Dec 1 was applied for the decolorization of kraft pulp bleaching effluent, abbreviated as E-effluent when glucose was supplemented. The color removal of E-effluent and the reduced amount of Absorbable Organic Halogens (AOX) reached 78% and 43%, respectively. The average molecular weight of colored substances in molasses was reduced to less than 3000 from the original 5600. The contribution of extracellular enzymes, such as Peroxidase (DyP) and Manganese Peroxidase (MnP), to the decolorization of the kraft pulp bleaching effluent was observed in the later stage of decolorization.
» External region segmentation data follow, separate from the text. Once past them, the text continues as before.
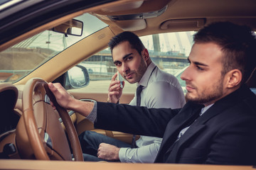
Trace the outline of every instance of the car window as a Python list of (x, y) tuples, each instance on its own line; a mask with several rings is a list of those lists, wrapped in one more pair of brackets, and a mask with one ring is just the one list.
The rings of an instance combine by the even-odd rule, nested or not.
[[(179, 32), (140, 37), (153, 62), (160, 69), (176, 76), (184, 93), (186, 84), (181, 74), (188, 65), (187, 57), (192, 47), (193, 34), (194, 32)], [(107, 91), (111, 78), (117, 72), (109, 48), (79, 64), (85, 67), (89, 72), (90, 84), (85, 87), (88, 91)], [(136, 88), (136, 84), (126, 81), (124, 92), (134, 92)]]
[(47, 30), (1, 52), (0, 81), (18, 81), (82, 38), (107, 26), (89, 13), (85, 13), (75, 19), (83, 22), (81, 36), (65, 35)]

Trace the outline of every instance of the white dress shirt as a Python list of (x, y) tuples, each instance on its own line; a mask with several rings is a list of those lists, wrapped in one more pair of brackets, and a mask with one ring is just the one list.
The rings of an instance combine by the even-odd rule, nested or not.
[[(141, 106), (147, 108), (181, 108), (185, 98), (177, 79), (157, 67), (152, 62), (146, 69), (137, 86), (142, 85)], [(129, 103), (136, 106), (136, 93)], [(162, 138), (141, 136), (136, 141), (137, 148), (121, 148), (121, 162), (152, 163), (159, 150)]]

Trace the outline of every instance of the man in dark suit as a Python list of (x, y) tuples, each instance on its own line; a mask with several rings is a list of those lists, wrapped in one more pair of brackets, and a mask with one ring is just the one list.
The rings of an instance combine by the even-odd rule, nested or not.
[(188, 102), (180, 109), (81, 102), (58, 84), (49, 88), (60, 106), (97, 128), (163, 137), (156, 163), (256, 164), (256, 96), (245, 85), (256, 64), (255, 34), (216, 23), (194, 42), (181, 75)]

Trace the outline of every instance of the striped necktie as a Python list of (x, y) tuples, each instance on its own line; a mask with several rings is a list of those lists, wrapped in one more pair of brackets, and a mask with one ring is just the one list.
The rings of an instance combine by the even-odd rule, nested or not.
[[(141, 104), (141, 93), (143, 89), (143, 86), (139, 85), (136, 91), (136, 105), (140, 106)], [(136, 147), (136, 135), (133, 135), (132, 141), (132, 148)]]

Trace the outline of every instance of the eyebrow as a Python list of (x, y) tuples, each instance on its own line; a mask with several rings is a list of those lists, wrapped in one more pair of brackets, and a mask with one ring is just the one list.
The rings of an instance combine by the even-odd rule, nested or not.
[[(129, 54), (127, 54), (127, 55), (124, 55), (124, 56), (122, 57), (122, 60), (125, 60), (126, 58), (127, 58), (129, 56), (130, 56), (130, 55), (132, 55), (132, 54), (133, 54), (133, 53), (132, 52), (132, 53), (129, 53)], [(119, 62), (119, 61), (118, 61), (118, 60), (114, 61), (114, 64), (116, 64), (116, 63), (118, 62)]]
[[(188, 61), (191, 62), (191, 61), (188, 58)], [(201, 63), (201, 62), (192, 62), (193, 63), (194, 63), (196, 65), (201, 65), (201, 66), (205, 66), (205, 67), (208, 67), (208, 65)]]

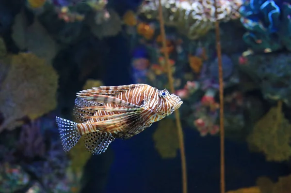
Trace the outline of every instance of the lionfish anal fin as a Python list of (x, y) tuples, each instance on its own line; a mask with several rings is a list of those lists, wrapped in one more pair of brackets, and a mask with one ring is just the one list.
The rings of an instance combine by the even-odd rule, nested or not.
[(112, 134), (100, 131), (89, 133), (84, 136), (86, 149), (94, 155), (104, 152), (115, 139)]
[[(113, 109), (118, 107), (110, 107)], [(95, 115), (91, 118), (100, 120), (98, 121), (90, 122), (88, 121), (86, 124), (95, 125), (101, 131), (113, 133), (115, 134), (126, 133), (129, 130), (135, 130), (141, 125), (145, 124), (147, 117), (146, 115), (152, 112), (151, 110), (146, 107), (139, 109), (129, 109), (128, 112), (122, 112), (108, 116), (97, 116)], [(89, 118), (87, 117), (86, 118)]]
[(101, 86), (100, 87), (94, 87), (92, 89), (83, 90), (77, 94), (81, 97), (84, 97), (94, 94), (114, 96), (125, 90), (145, 85), (146, 85), (145, 84), (134, 84), (116, 86)]
[(104, 104), (101, 103), (87, 101), (83, 98), (77, 97), (75, 100), (75, 106), (73, 110), (73, 115), (79, 122), (83, 122), (87, 121), (84, 116), (93, 115), (97, 111), (97, 110), (91, 108), (91, 107), (100, 107)]

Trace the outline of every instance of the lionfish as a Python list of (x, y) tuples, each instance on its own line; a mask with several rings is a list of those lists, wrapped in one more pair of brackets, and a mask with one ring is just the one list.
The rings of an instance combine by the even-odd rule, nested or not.
[(138, 134), (183, 103), (166, 89), (160, 90), (145, 84), (101, 86), (77, 94), (73, 115), (80, 123), (56, 118), (66, 152), (84, 135), (87, 150), (100, 154), (114, 139)]

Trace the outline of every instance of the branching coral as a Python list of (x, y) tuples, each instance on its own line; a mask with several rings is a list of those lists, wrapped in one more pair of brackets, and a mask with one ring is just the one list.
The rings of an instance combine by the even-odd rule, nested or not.
[(175, 120), (164, 119), (158, 125), (153, 135), (156, 148), (162, 158), (175, 158), (179, 149)]
[(255, 125), (247, 139), (251, 148), (263, 152), (268, 161), (288, 160), (291, 156), (291, 125), (282, 112), (282, 102)]
[[(140, 15), (147, 19), (158, 17), (157, 0), (147, 0), (141, 7)], [(238, 10), (241, 0), (220, 0), (217, 1), (217, 19), (227, 21), (239, 16)], [(214, 27), (216, 20), (212, 0), (162, 0), (165, 23), (174, 26), (191, 39), (205, 34)]]
[(243, 38), (255, 51), (266, 52), (290, 46), (290, 13), (288, 1), (244, 0), (241, 21), (249, 31)]
[(291, 66), (288, 54), (257, 54), (248, 56), (244, 67), (254, 79), (258, 79), (264, 97), (267, 99), (282, 100), (291, 104)]
[(10, 69), (1, 85), (0, 131), (13, 129), (24, 116), (34, 119), (54, 109), (58, 76), (53, 68), (32, 53), (10, 57)]
[(226, 193), (262, 193), (257, 187), (241, 188), (239, 190), (228, 191)]
[(26, 186), (30, 180), (29, 175), (19, 165), (0, 163), (0, 192), (17, 192)]
[(81, 139), (80, 141), (69, 152), (72, 171), (79, 176), (82, 174), (83, 167), (91, 156), (89, 152), (84, 151), (83, 140)]
[(101, 80), (90, 79), (87, 80), (82, 89), (86, 90), (93, 87), (99, 87), (103, 85), (104, 85), (103, 83)]

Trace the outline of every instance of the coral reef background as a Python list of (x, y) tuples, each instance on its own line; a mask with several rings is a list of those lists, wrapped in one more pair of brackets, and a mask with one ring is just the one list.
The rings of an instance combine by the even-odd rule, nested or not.
[[(189, 192), (219, 192), (213, 1), (162, 0), (166, 50), (158, 2), (0, 2), (0, 192), (181, 192), (174, 116), (96, 156), (81, 142), (65, 153), (54, 122), (56, 115), (73, 119), (83, 89), (138, 83), (168, 89), (165, 52), (184, 102)], [(282, 27), (291, 6), (221, 0), (218, 7), (226, 190), (291, 192), (290, 28)]]

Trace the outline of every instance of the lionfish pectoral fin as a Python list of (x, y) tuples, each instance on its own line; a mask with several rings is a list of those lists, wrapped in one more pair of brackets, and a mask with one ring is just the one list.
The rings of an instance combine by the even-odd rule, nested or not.
[(100, 103), (94, 101), (87, 101), (82, 98), (77, 97), (75, 100), (75, 106), (73, 110), (73, 115), (75, 118), (81, 122), (83, 122), (87, 120), (84, 118), (84, 116), (93, 115), (96, 110), (91, 109), (91, 106), (100, 106), (104, 105)]
[(148, 123), (143, 127), (132, 127), (129, 129), (121, 138), (124, 139), (128, 139), (131, 138), (133, 135), (138, 134), (143, 131), (145, 129), (150, 127), (152, 123)]
[(84, 134), (86, 149), (93, 155), (104, 152), (115, 137), (110, 133), (97, 131)]
[[(81, 97), (81, 96), (80, 97)], [(134, 104), (123, 100), (111, 96), (95, 94), (91, 96), (85, 97), (84, 99), (88, 101), (95, 101), (98, 103), (110, 104), (113, 105), (117, 105), (118, 106), (124, 106), (126, 107), (130, 108), (140, 107), (140, 106), (136, 104)]]
[(111, 115), (108, 116), (96, 116), (95, 119), (103, 119), (94, 122), (88, 122), (95, 125), (101, 131), (113, 132), (115, 134), (119, 132), (125, 132), (125, 130), (134, 126), (137, 122), (140, 121), (142, 113), (144, 111), (140, 108), (138, 111), (128, 112)]
[(135, 84), (116, 86), (101, 86), (100, 87), (94, 87), (92, 89), (83, 90), (77, 94), (81, 97), (89, 96), (94, 94), (114, 96), (126, 90), (134, 89), (143, 85), (145, 85), (145, 84)]
[(56, 117), (59, 128), (63, 148), (65, 152), (69, 151), (78, 143), (81, 137), (77, 129), (77, 123)]
[(94, 109), (95, 111), (101, 111), (108, 112), (126, 113), (132, 111), (138, 111), (141, 108), (124, 108), (115, 106), (90, 106), (81, 108), (81, 109)]

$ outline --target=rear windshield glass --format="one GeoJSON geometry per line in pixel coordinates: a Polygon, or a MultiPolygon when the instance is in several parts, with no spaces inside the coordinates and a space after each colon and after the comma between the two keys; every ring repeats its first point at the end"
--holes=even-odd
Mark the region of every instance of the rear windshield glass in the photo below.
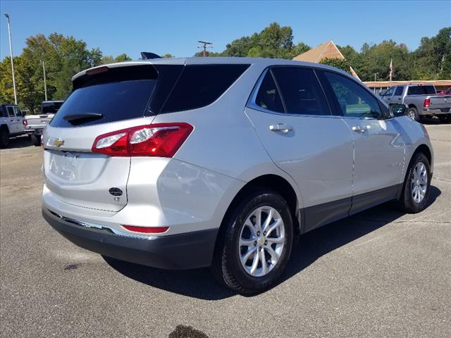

Dec 1 decolorized up to 72% of Oxygen-delignified Bleaching Effluent (OBE). Biobleaching of Oxygen-delignified Kraft Pulp (OKP) was conducted at 2% pulp concentration. The brightness of OKP increased by 13% and the kappa value of OKP decreased by 4 points only for 3 days. However, at 25% of pulp concentration, the brightness of OKP increased only by 4% and the kappa value decreased by 3 points during a 12-day incubation period mainly because of oxygen limitation. When the culture after OBE decolorization was used for bleaching of OKP, the brightness of OKP increased to 62.7% at 2% pulp concentration. In the decolorization and biobleaching, the involvement of DyP and MnP was confirmed. From these results, the potentiality of Dec 1 for the decolorization of kraft pulp wastewater and biobleaching of kraft pulp in paper mills can be observed.